Saraperos de Saltillo – No. 32
- Pitcher
- Born: February 10, 1993 (age 33) Cayey, Puerto Rico
- Bats: RightThrows: Right

MLB debut
- September 29, 2015, for the Milwaukee Brewers

MLB statistics (through 2025 season)
- Win–loss record: 30–43
- Earned run average: 5.31
- Strikeouts: 485
- Saves: 32
- Stats at Baseball Reference

Teams
- Milwaukee Brewers (2015, 2017–2018); Kansas City Royals (2018–2020); Baltimore Orioles (2020–2022); Minnesota Twins (2022–2023); Miami Marlins (2023); Baltimore Orioles (2023); New York Mets (2024); Chicago Cubs (2024); Washington Nationals (2025);

Career highlights and awards
- All-Star (2022);

Medals
Men's baseball
Representing Puerto Rico
World Baseball Classic
| Silver medal – second place | 2017 Los Angeles | Team |

= Jorge López (baseball) =

Puerto Rican baseball player (born 1993)

Jorge Yabiel López Ramos (born February 10, 1993) is a Puerto Rican professional baseball pitcher for the Saraperos de Saltillo of the Mexican League.
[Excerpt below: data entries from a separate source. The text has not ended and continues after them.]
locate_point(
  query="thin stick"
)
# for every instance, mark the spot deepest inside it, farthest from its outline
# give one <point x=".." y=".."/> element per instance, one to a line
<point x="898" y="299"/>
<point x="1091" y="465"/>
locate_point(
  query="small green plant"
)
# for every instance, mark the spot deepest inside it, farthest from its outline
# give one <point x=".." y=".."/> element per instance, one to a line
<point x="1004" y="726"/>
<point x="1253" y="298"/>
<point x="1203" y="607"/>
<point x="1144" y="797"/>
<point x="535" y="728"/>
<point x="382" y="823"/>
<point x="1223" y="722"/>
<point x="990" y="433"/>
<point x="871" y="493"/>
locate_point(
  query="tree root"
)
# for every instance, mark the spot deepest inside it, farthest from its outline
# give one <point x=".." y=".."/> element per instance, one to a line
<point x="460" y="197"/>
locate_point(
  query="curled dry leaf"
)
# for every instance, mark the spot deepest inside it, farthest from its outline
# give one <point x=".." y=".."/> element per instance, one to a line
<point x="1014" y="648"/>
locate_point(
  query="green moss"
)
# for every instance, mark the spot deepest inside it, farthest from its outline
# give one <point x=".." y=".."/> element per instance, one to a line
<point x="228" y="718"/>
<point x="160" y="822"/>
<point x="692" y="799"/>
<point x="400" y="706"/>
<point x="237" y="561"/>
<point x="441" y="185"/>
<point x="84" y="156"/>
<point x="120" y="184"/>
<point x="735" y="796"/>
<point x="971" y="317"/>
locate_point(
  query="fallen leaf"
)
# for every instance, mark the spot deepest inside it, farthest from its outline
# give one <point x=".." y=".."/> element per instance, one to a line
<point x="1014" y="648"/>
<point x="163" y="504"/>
He has previously played in Major League Baseball (MLB) for the Milwaukee Brewers, Kansas City Royals, Baltimore Orioles, Minnesota Twins, Miami Marlins, New York Mets, Chicago Cubs, and Washington Nationals. He made his MLB debut in 2015 and was an All-Star in 2022.

==Professional career==
===Milwaukee Brewers===
The Milwaukee Brewers selected López in the second round of the 2011 Major League Baseball draft out of the Caguas Military Academy in Caguas, Puerto Rico. He signed with the Brewers and made his professional debut with the Arizona League Brewers. He spent 2012 with the Dominican Summer League Brewers and Gulf Coast Brewers and 2013 with the Wisconsin Timber Rattlers. In 2014, López pitched for the Brevard County Manatees. In July he was selected to appear in the All-Star Futures Game. In 2015, he played for the Biloxi Shuckers of the Double–A Southern League. He had a 12–5 win–loss record, a 2.26 earned run average (ERA), and 137 strikeouts in 143 1/3 innings pitched for Biloxi. López was named the Brewers' minor league pitcher of the year and Southern League's most outstanding pitcher.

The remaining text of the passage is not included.